Sustainable building initiative co-director fights for a more efficient Chattanooga

Sustainable building initiative co-director fights for a more efficient Chattanooga

April 26th, 2011 by Casey Phillips in Life Entertainment



• Occupation: Co-director of GreenSpaces.

• Age: 41.

• Hometown: Hixson.

• Family: Parents, Joe and Bobbye Cannon, sister, Kim Hunt, and brother, Terry Cannon.


Snake (a middle-school moniker inspired by "Escape from New York").

The last movie he watched:

"God Grew Tired of Us."

The last book he read:

"Columbine," by Dave Cullen.

Favorite bands:

Journey, Prince and Duran Duran.

His dream celebrity encounter:

Natalie Portman.

Ideal vacation destination:

A cabin in the middle of Alaska cut off from computers and cell phones.

For more than three years, Jeff Cannon has been on a quest to ensure future generations can look back at Chattanooga through green-tinted glasses.

As the co-director of the Green-Spaces sustainable building initiative, Cannon, 41, has helped introduce Chattanooga architects and developers to energy-efficient, environmentally sound building practices.

Under his leadership, along with partner Anj McClain, GreenSpaces has seen the city progress from having no buildings with Leadership in Energy and Environmental Design certification to 39. Cannon said the number of LEED-accredited professionals here has increased from four to 150 in the same period.

Cannon originally signed on for three years with GreenSpaces but has extended his commintment through the end of the year.

QNow that Chattanooga has begun adopting sustainable building practices, how confident are you about GreenSpace's future success?

AWhen we first started out wesaid we wanted 20 LEED buildings in the downtown footprint, which is all we were focusing on. Everyone thought, almost bar none, that we were crazy, that that was unattainable. As I look back on it now, maybe we thought that, too. I can't say if I believed it or not, but we did it. We set out to accomplish it, and we did it.

At first, when we'd been in front of somebody, in front of the major architectural firms, they would say, "You can't do this. Chattanooga is not going to get 20 LEED buildings." You hear that, and you go, "Yeah, maybe you're right," but after you build that up, you kind of know, "We can do this."

Q: After GreenSpaces, what's next for you?

A: I don't know what's next for me. I wouldn't have known that this was what was next for me. I would hate to say I'll be doing "X," because I might end up as a greeter at Walmart. I never know what's next, and I'm fine with that.

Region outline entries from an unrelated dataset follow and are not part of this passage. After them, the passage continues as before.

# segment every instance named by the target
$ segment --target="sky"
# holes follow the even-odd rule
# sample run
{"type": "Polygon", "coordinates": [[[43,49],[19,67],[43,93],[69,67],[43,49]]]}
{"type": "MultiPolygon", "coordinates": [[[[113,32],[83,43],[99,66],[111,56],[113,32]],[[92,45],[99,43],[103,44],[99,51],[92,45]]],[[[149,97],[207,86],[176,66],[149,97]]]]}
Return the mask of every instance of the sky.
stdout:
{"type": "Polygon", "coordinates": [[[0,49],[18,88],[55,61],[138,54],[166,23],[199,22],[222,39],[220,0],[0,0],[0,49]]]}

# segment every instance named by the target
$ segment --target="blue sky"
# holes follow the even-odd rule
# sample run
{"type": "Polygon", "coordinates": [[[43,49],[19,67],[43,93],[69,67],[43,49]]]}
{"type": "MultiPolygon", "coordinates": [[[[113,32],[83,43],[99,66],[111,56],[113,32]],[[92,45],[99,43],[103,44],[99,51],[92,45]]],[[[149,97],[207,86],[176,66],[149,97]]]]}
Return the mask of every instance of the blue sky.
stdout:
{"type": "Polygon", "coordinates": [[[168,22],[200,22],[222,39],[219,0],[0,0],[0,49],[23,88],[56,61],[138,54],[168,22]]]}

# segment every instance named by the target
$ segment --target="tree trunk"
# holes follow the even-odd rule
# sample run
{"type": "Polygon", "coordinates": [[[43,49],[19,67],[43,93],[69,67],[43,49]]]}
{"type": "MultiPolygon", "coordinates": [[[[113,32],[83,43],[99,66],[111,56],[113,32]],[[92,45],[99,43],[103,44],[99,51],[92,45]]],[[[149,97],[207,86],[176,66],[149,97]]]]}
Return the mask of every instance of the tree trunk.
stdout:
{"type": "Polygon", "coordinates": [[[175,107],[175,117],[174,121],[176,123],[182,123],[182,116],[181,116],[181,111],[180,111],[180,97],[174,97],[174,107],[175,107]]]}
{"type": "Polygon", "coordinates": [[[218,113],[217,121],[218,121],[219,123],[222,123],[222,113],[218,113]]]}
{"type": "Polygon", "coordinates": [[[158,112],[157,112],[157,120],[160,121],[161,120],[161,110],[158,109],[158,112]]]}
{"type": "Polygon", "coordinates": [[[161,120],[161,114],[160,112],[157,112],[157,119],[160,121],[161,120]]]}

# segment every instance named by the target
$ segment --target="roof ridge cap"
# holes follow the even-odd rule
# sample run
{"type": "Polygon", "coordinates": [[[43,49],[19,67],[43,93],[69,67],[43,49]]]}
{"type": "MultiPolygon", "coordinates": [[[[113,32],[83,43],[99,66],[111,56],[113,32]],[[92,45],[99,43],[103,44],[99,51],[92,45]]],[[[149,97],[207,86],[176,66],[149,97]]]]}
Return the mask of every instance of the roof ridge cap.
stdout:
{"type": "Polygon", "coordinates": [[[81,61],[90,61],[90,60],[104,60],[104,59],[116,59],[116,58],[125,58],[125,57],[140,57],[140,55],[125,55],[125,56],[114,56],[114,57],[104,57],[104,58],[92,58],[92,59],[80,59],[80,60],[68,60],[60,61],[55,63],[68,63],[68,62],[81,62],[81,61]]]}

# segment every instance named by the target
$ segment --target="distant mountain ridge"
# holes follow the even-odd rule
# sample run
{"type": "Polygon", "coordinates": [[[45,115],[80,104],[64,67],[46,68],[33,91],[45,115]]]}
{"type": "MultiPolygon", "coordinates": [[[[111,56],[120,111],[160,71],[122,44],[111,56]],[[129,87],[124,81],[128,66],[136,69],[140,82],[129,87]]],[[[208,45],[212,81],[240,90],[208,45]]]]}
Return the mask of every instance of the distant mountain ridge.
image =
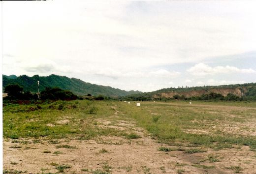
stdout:
{"type": "Polygon", "coordinates": [[[112,97],[118,97],[141,92],[121,90],[110,87],[106,87],[85,82],[74,78],[52,74],[49,76],[39,76],[35,75],[29,77],[23,75],[17,77],[15,75],[2,75],[3,88],[9,84],[18,84],[24,88],[24,91],[32,92],[37,91],[37,81],[40,82],[39,91],[44,90],[45,87],[59,87],[68,90],[78,95],[86,95],[90,93],[93,95],[104,95],[112,97]]]}
{"type": "Polygon", "coordinates": [[[244,99],[256,100],[256,83],[206,86],[167,88],[152,92],[143,92],[127,95],[126,100],[152,100],[172,98],[193,98],[211,93],[220,94],[224,97],[229,94],[244,99]]]}

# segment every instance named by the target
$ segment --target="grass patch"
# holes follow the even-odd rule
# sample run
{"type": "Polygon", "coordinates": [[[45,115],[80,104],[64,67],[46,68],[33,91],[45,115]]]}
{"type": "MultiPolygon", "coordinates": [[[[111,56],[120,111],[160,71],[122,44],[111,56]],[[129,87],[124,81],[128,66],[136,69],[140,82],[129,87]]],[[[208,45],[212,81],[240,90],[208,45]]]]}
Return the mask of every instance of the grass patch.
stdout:
{"type": "Polygon", "coordinates": [[[82,172],[89,172],[88,169],[81,169],[81,171],[82,172]]]}
{"type": "Polygon", "coordinates": [[[17,171],[16,170],[11,169],[11,170],[3,170],[3,174],[20,174],[27,173],[26,171],[17,171]]]}
{"type": "Polygon", "coordinates": [[[10,164],[11,164],[12,165],[17,165],[17,164],[19,164],[19,163],[16,163],[16,162],[12,162],[12,161],[11,161],[11,162],[10,163],[10,164]]]}
{"type": "Polygon", "coordinates": [[[60,151],[55,151],[54,152],[53,152],[53,154],[55,155],[59,155],[59,154],[63,154],[63,153],[60,151]]]}
{"type": "Polygon", "coordinates": [[[178,148],[168,148],[166,147],[160,147],[158,148],[159,151],[163,151],[164,152],[169,152],[171,151],[184,151],[185,149],[181,147],[178,148]]]}
{"type": "Polygon", "coordinates": [[[225,169],[232,170],[233,171],[234,171],[234,173],[235,174],[242,173],[242,172],[241,172],[241,171],[243,170],[243,169],[242,168],[241,168],[241,167],[235,166],[232,166],[230,167],[225,167],[225,169]]]}
{"type": "Polygon", "coordinates": [[[100,149],[100,150],[99,150],[99,153],[107,153],[107,152],[108,152],[108,151],[104,148],[103,148],[102,149],[100,149]]]}
{"type": "Polygon", "coordinates": [[[60,173],[64,172],[64,170],[66,169],[71,168],[71,166],[66,164],[62,164],[56,166],[56,168],[57,170],[59,171],[60,173]]]}
{"type": "Polygon", "coordinates": [[[10,146],[10,147],[9,148],[21,148],[22,147],[21,146],[19,146],[19,145],[13,145],[13,146],[10,146]]]}
{"type": "Polygon", "coordinates": [[[71,146],[67,145],[59,145],[56,146],[56,148],[77,148],[75,146],[71,146]]]}
{"type": "Polygon", "coordinates": [[[177,173],[179,174],[182,174],[185,172],[183,169],[179,169],[177,170],[177,173]]]}
{"type": "Polygon", "coordinates": [[[185,166],[188,166],[188,165],[189,165],[187,164],[183,164],[183,163],[176,163],[176,164],[175,164],[175,166],[180,166],[180,167],[183,167],[185,166]]]}
{"type": "Polygon", "coordinates": [[[141,137],[135,133],[131,133],[126,135],[126,138],[128,139],[136,139],[141,138],[141,137]]]}
{"type": "Polygon", "coordinates": [[[165,171],[165,168],[164,167],[164,166],[161,166],[159,168],[159,169],[160,169],[160,170],[162,171],[162,173],[165,173],[166,172],[166,171],[165,171]]]}
{"type": "Polygon", "coordinates": [[[51,153],[51,151],[50,150],[44,150],[43,153],[51,153]]]}
{"type": "Polygon", "coordinates": [[[58,141],[58,140],[50,140],[48,141],[48,142],[51,144],[58,144],[61,143],[58,141]]]}
{"type": "Polygon", "coordinates": [[[107,163],[105,163],[102,166],[102,169],[104,171],[109,172],[111,171],[111,169],[113,169],[113,167],[109,166],[107,163]]]}
{"type": "Polygon", "coordinates": [[[212,169],[215,168],[215,166],[208,166],[203,165],[201,164],[194,164],[194,165],[192,165],[192,166],[196,167],[197,168],[203,168],[204,169],[212,169]]]}
{"type": "Polygon", "coordinates": [[[18,140],[12,140],[11,143],[20,143],[20,141],[18,140]]]}
{"type": "Polygon", "coordinates": [[[110,174],[111,173],[107,172],[103,172],[100,169],[96,169],[95,171],[92,170],[91,171],[91,173],[92,174],[110,174]]]}
{"type": "Polygon", "coordinates": [[[41,141],[40,140],[32,140],[32,142],[33,142],[33,144],[37,144],[37,143],[40,143],[41,141]]]}
{"type": "Polygon", "coordinates": [[[207,156],[208,158],[208,160],[210,161],[210,162],[211,163],[216,163],[220,161],[219,159],[216,158],[217,157],[217,156],[215,156],[213,154],[209,154],[207,156]]]}
{"type": "Polygon", "coordinates": [[[198,148],[193,148],[191,149],[187,149],[184,151],[186,153],[203,153],[206,152],[205,150],[200,149],[198,148]]]}

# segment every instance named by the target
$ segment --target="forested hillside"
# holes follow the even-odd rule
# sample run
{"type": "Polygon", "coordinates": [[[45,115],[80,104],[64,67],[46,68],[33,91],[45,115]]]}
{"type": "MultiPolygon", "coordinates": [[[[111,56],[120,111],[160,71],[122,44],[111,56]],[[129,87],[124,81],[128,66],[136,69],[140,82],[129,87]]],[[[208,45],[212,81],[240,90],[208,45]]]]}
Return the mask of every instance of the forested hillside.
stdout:
{"type": "Polygon", "coordinates": [[[139,93],[138,91],[127,91],[110,87],[106,87],[90,83],[86,83],[76,78],[69,78],[66,76],[52,74],[49,76],[39,76],[37,75],[29,77],[23,75],[19,77],[15,75],[2,76],[3,88],[9,84],[18,84],[23,87],[24,91],[32,92],[37,91],[37,81],[40,82],[39,91],[43,90],[46,87],[59,87],[68,90],[79,95],[86,95],[90,93],[93,95],[104,95],[107,96],[117,97],[127,95],[139,93]]]}

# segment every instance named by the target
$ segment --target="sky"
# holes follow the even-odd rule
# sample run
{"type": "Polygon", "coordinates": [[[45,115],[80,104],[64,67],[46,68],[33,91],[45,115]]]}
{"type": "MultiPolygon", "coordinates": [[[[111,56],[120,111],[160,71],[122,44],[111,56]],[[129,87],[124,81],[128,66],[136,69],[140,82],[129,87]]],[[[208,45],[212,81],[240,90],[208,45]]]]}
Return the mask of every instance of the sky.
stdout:
{"type": "Polygon", "coordinates": [[[2,74],[126,90],[256,82],[256,1],[1,1],[2,74]]]}

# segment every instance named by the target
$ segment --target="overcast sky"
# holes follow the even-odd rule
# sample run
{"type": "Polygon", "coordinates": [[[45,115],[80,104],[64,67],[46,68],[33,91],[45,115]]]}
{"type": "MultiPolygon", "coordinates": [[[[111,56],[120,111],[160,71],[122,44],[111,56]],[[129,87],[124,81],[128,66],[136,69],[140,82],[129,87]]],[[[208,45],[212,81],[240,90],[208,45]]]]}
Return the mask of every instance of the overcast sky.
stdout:
{"type": "Polygon", "coordinates": [[[125,90],[256,82],[256,2],[1,1],[2,73],[125,90]]]}

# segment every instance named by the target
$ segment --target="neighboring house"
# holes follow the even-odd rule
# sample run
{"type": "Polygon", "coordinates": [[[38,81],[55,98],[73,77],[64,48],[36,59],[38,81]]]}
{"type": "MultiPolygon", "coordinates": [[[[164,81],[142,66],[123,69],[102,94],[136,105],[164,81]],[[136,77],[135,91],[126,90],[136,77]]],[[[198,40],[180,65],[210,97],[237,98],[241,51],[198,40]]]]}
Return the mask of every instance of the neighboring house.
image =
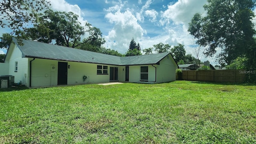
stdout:
{"type": "Polygon", "coordinates": [[[4,62],[8,70],[0,73],[14,76],[15,82],[27,87],[162,83],[175,80],[178,68],[170,53],[120,57],[33,41],[22,43],[13,38],[4,62]]]}
{"type": "Polygon", "coordinates": [[[179,64],[178,66],[182,70],[196,70],[200,68],[195,64],[179,64]]]}
{"type": "Polygon", "coordinates": [[[200,64],[200,67],[202,67],[203,66],[209,66],[209,67],[210,67],[210,68],[211,70],[215,70],[215,68],[214,68],[214,66],[213,66],[211,64],[210,64],[210,62],[208,60],[206,62],[204,62],[204,64],[200,64]]]}
{"type": "Polygon", "coordinates": [[[196,70],[198,68],[203,66],[208,66],[212,70],[215,70],[215,68],[211,64],[210,62],[207,60],[204,62],[204,64],[200,64],[200,66],[195,64],[179,64],[178,66],[182,70],[196,70]]]}

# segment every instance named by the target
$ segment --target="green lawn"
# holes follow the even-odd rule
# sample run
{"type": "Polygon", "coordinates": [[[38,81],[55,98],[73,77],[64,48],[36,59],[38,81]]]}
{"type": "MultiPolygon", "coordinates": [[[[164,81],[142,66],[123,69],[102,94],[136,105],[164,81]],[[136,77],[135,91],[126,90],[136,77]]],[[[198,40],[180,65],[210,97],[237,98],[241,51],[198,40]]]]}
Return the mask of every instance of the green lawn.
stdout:
{"type": "Polygon", "coordinates": [[[0,143],[256,143],[256,86],[0,89],[0,143]]]}

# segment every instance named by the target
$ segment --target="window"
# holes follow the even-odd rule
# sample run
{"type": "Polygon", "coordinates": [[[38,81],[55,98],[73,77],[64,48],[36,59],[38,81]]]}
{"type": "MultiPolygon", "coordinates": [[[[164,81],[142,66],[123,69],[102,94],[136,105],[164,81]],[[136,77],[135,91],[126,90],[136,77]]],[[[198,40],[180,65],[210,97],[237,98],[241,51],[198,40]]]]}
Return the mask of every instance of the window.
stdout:
{"type": "Polygon", "coordinates": [[[148,81],[148,67],[140,67],[140,80],[148,81]]]}
{"type": "Polygon", "coordinates": [[[14,72],[18,72],[18,62],[15,62],[15,67],[14,68],[14,72]]]}
{"type": "Polygon", "coordinates": [[[108,66],[97,65],[97,74],[108,74],[108,66]]]}

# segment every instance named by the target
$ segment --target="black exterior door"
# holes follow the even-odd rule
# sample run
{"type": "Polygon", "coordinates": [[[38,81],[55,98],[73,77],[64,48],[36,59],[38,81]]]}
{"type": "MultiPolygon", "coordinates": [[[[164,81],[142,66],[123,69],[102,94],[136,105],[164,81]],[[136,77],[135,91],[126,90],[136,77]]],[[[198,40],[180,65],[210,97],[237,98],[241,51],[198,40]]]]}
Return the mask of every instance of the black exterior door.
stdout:
{"type": "Polygon", "coordinates": [[[109,80],[118,80],[118,68],[110,67],[110,74],[109,76],[109,80]]]}
{"type": "Polygon", "coordinates": [[[58,62],[58,85],[68,84],[68,63],[58,62]]]}
{"type": "Polygon", "coordinates": [[[129,82],[129,66],[125,67],[125,81],[129,82]]]}

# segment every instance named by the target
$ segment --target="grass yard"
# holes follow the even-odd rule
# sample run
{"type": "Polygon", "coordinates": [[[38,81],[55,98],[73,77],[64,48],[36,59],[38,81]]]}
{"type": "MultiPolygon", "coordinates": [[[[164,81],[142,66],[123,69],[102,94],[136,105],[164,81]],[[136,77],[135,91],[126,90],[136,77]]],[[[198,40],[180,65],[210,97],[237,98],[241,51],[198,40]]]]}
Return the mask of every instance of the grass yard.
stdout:
{"type": "Polygon", "coordinates": [[[256,143],[256,86],[0,89],[0,143],[256,143]]]}

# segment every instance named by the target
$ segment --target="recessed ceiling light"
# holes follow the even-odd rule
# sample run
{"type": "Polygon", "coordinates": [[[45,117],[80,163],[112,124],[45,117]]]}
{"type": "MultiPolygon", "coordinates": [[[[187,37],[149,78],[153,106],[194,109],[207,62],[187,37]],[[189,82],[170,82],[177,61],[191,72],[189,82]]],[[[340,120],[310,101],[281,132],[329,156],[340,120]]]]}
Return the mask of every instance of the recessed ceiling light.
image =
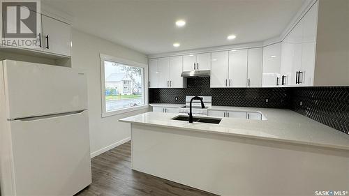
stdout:
{"type": "Polygon", "coordinates": [[[181,44],[179,43],[175,43],[173,44],[173,46],[176,47],[179,47],[180,45],[181,45],[181,44]]]}
{"type": "Polygon", "coordinates": [[[176,21],[176,25],[177,27],[181,27],[186,25],[186,21],[184,21],[183,20],[177,20],[177,21],[176,21]]]}
{"type": "Polygon", "coordinates": [[[236,38],[237,38],[237,36],[235,35],[230,35],[230,36],[229,36],[227,37],[227,39],[228,39],[228,40],[233,40],[233,39],[235,39],[236,38]]]}

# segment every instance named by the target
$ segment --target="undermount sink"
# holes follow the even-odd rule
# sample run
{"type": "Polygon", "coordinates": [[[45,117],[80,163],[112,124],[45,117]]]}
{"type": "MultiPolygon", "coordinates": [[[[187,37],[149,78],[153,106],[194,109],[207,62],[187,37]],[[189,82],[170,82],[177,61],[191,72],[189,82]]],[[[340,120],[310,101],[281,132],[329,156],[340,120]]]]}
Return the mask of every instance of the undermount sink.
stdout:
{"type": "MultiPolygon", "coordinates": [[[[188,121],[189,116],[179,115],[171,119],[175,121],[188,121]]],[[[212,124],[219,124],[222,119],[220,118],[209,118],[209,117],[193,117],[193,122],[204,123],[212,123],[212,124]]]]}

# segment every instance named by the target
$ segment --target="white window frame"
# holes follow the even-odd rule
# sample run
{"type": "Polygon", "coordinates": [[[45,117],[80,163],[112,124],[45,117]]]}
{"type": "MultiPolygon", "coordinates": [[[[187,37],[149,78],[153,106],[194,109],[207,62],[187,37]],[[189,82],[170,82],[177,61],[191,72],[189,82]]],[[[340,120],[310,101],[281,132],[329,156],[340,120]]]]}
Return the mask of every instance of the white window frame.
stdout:
{"type": "Polygon", "coordinates": [[[101,58],[101,94],[102,98],[102,117],[107,117],[114,115],[117,115],[120,114],[124,114],[126,112],[130,112],[133,111],[137,111],[140,110],[144,110],[148,108],[148,65],[143,64],[130,60],[118,58],[107,54],[100,54],[99,56],[101,58]],[[143,84],[144,84],[144,105],[134,106],[127,108],[122,108],[119,110],[116,110],[107,112],[105,108],[105,69],[104,69],[104,61],[108,61],[115,63],[119,63],[121,64],[125,64],[126,66],[140,67],[143,68],[143,84]]]}

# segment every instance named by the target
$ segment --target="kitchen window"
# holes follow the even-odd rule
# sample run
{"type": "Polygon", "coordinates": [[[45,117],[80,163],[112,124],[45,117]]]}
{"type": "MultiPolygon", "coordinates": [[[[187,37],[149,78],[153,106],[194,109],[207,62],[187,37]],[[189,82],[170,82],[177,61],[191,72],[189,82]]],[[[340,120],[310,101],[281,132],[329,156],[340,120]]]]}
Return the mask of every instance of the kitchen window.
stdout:
{"type": "Polygon", "coordinates": [[[103,117],[147,107],[147,65],[101,54],[101,66],[103,117]]]}

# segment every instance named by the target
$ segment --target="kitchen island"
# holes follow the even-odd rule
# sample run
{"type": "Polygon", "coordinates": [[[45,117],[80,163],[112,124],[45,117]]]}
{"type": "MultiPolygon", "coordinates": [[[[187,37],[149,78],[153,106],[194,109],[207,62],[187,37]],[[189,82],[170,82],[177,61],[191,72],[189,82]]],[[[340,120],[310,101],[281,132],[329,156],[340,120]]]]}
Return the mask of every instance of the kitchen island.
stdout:
{"type": "Polygon", "coordinates": [[[131,123],[133,169],[221,195],[348,189],[349,135],[288,110],[230,110],[267,120],[189,123],[153,112],[121,119],[131,123]]]}

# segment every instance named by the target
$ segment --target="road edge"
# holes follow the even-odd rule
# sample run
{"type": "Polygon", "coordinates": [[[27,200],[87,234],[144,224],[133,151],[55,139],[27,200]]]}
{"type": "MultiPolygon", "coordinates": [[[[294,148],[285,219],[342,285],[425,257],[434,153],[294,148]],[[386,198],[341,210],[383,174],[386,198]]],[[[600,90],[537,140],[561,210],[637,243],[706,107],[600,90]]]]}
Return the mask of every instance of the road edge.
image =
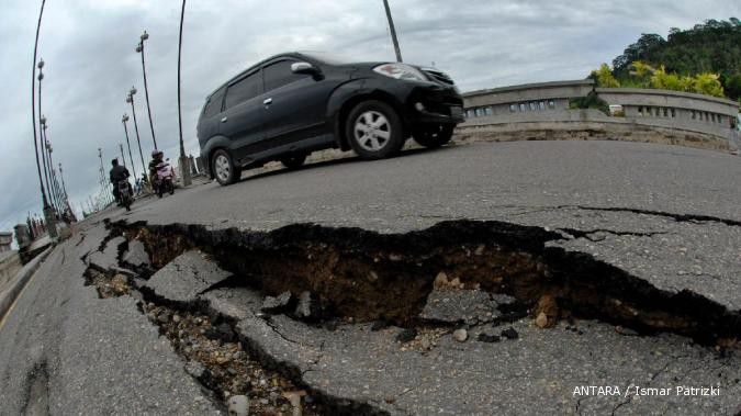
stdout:
{"type": "Polygon", "coordinates": [[[33,260],[23,266],[23,268],[18,273],[15,273],[10,288],[0,293],[0,321],[4,319],[5,314],[8,311],[10,311],[10,307],[21,294],[23,288],[25,288],[26,283],[29,283],[31,280],[31,277],[34,276],[36,270],[38,270],[38,267],[53,250],[54,246],[47,248],[38,256],[33,258],[33,260]]]}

QWould you describe flexibility or adaptability as one of your job requirements?

AWe're a very small staff. We're all putting in way too many hours a week. If you look at our schedule, we couldn't take on anything else. To accomplish the things we've accomplished, there needs to be a level of adaptability, for sure. That's company-wide, and maybe it is also on a personal level, too.

Q: How important is green building to maintaining the momentum of Chattanooga's revitalization?

A: If we don't do it now, we'll never be able to do it. If we're truly rebuilding a city with a 100-year vision, then by building ... buildings that are only going to last 10 years or will consume more energy than they should, you're not sustainable.

When you stop focusing on green construction and focus on sustainability, then you can't complete that sentence of "What should Chattanooga be and how should we do it?" It's got to be in there.

Q: Is Chattanooga "almost there" or "just getting started" in terms of sustainability?

A: We are in our infancy. We are starting to get there.

If you go back to the late 1980s, there was a push to make Chattanooga the sustainable city. Had we done some of those things then, we might be in the middle of the pack now, but because we haven't, we can't rest on our laurels and take time to pat ourselves on the back because we're still behind the curve. We're still battling to keep up.

We are laying the groundwork for sustainability. If you don't lay the groundwork, the train is going to go off track.

Q: Does sustainability have an end point?

A: No, there's not. We talk about this a lot. For us, the end point is always going to be a moving target. It's like the carrot they put in front of the mule. We always need to be striving for that point.

We're a ways away from the next advancement point. With anything good and positive, there should never be an end point. It should never be, "This is good enough." You should always be striving for better.

Q: What do you see going on in Chattanooga that reassures you that progress towards sustainability will continue?

A: One thing that makes me confident ... is the idea of Volkswagen coming into town and bringing with them this European mindset that "wasting energy is wasting your most important natural resources." Just the idea of that, the concept of that, gives me a lot of hope.

Q: What is the one thing people could be doing better, as far as sustainability is concerned?

A: Engage in dialogue with their elected representatives. A lot of times, when we're working with elected leaders, they always push back and say, "This isn't what the constituency wants." We hear the exact opposite.

There's really no silver bullet, as relates to changing our environmental outlook. Recycling isn't going to do it. Changing our land use plans isn't going to do it. Putting up solar panels isn't going to do that. It's going to take a wider swath. The only way I know to make that happen is in the public discourse and talking it out.